Explicit Replacement Covenant means, as to any security or combination of securities, that the issuer has made a covenant substantially similar to this Replacement Capital Covenant to the effect that the issuer will redeem or repurchase such securities only if and to the extent that the redemption or repurchase price is equal to or less than the net proceeds received from the issuance and sale of Replacement Capital Securities, substantially as that term is defined herein but as applied to such securities instead of to the Notes, raised within 180 days prior to the applicable redemption or repurchase date, and that the board of directors of the issuer has determined that such covenant is binding on the issuer for the benefit of one or more series of the long-term indebtedness for money borrowed of the issuer (or an affiliate of the issuer, if the covenant so provides) to the same extent as this Replacement Capital Covenant is binding on the Corporation for the benefit of the Holders of the Initial Covered Debt.
Explicit Replacement Covenant means, as to any security or combination of securities, that the Corporation has made a covenant, substantially similar to the Replacement Capital Covenant to the effect that the Corporation will redeem or repurchase such securities only if and to the extent that the total redemption or repurchase price is equal to or less than the Replacement Capital Securities as defined herein but as applied to such securities instead of to the Securities, and that the Corporation has reasonably determined, after consultation with counsel, that such covenant is binding on the Corporation for the benefit of one or more series of the Corporation’s long-term indebtedness for money borrowed.

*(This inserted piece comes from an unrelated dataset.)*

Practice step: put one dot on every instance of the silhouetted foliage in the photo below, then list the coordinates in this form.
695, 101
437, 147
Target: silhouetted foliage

Examples of Explicit Replacement Covenant in a sentence

  • For the avoidance of doubt, an amendment or supplement that adds new types of Replacement Capital Securities or modifies the requirements of the Replacement Capital Securities described herein would not be adverse to the rights of the Holders of Covered Debt if, following such amendment or supplement, this Replacement Capital Covenant would satisfy the definition of Explicit Replacement Covenant.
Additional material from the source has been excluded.